Obudziłam się następnego dnia. Przy mnie siedział Rudy.
-Nareszcie się obudziłaś. Jak się czujesz?- spytał mnie.
-W miarę dobrze. Tylko brzuch mnie boli. Janek mam do ciebie poważne pytanie.
-Słucham zatem.
-Wtedy gdy Monia się na mnie rzuciła. Powiedziała że zdradziłeś mnie z nią. Jak byłam na Szucha.- powiedziałam prosto z mostu.
-Słucham?! To jakieś żarty. Julcia ja bym ciebie nigdy nie skrzywdził. Bardzo cię kocham.  Jak wtedy co między nami zaszło myślisz że bym cię zdradził?- powiedział ze smutkiem w oczach.
-Przepraszam.
-Niemasz mnie za co przepraszać. Ja cię powinienem przeprosić. Za wszystko. Chodź do kuchni. Mama zrobiła pyszne śniadanie. Pomógł mi wstać i poszliśmy tam.
-Witaj Julia. Jak się kochana czujesz?- spytała mama Janka.
-W miarę dobrze. Dziękuję. - powiedziałam z uśmiechem.
-Chodź usiądź. Zrobiłam pyszną sałatkę grecką, do tego jak chcesz kanapeczki i kawa. Pasuje?- spytała miło.

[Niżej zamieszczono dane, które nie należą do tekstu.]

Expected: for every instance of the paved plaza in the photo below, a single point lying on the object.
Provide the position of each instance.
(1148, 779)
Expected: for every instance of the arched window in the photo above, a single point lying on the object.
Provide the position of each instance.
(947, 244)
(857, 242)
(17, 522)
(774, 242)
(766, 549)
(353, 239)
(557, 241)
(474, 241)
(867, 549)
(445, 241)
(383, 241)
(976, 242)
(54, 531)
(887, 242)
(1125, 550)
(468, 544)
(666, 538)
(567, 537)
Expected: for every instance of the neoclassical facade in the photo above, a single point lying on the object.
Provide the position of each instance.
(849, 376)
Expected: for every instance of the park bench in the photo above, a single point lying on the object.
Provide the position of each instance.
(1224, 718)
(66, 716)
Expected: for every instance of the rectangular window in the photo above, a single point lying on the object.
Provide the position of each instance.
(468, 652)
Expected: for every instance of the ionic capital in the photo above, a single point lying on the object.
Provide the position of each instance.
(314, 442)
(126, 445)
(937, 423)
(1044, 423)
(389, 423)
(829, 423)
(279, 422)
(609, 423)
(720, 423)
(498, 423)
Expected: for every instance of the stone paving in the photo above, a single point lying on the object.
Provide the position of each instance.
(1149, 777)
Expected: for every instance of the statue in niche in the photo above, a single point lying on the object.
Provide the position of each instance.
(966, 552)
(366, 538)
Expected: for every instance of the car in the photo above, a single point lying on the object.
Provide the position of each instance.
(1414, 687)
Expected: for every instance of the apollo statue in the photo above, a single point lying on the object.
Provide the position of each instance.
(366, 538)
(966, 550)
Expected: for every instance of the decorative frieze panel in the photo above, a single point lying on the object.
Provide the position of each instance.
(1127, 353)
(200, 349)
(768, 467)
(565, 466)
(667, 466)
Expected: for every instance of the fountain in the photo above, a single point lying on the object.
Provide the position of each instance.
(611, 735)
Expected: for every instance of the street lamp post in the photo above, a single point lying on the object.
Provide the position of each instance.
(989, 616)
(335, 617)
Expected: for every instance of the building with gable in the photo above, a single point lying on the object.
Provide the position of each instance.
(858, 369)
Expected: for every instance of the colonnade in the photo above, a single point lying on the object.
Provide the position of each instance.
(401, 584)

-Jasne.- zaczęliśmy jeść. Po skończonym posiłku poszliśmy usiąść do salonu. Przeglądaliśmy stare fotografie śmiejąc się przy tym. Przyszedł Zośka z Alkiem. Poszłam porozmawiać z Zośką.
-Zosieńko. Słuchaj. Zrozum. Kocham cię jak starszego brata. Daliście mi dużo szczęścia. Traktuje was jak rodzinę. Ale jednak kocham was tak samo obu. Ciebie jak brat a Rudego jak no sam wiesz.- powiedziałam.
-Rozumiem Julcia. Chcę dla ciebie jak najlepiej. Zawsze będziesz moją małą siostrą. Pamiętaj o tym.- powiedział. Przytuliłam się do niego. Potem wszyscy wyszliśmy z domu na spacer.  Po powrocie do domu zjedliśmy obiad który przygotowała Pani Bytnar.  Tak właśnie minął mój kolejny dzień w domu Bytnarów. Zośka i Alek rozeszli się do siebie. Spędziłam wieczór z Jankiem na opowiadaniu jakiś faktów z życia. Potem poszliśmy spać.

Sorki że taki krótki ale niemam już pomysłów co dalej więc następny rozdział to już będzie Koniec!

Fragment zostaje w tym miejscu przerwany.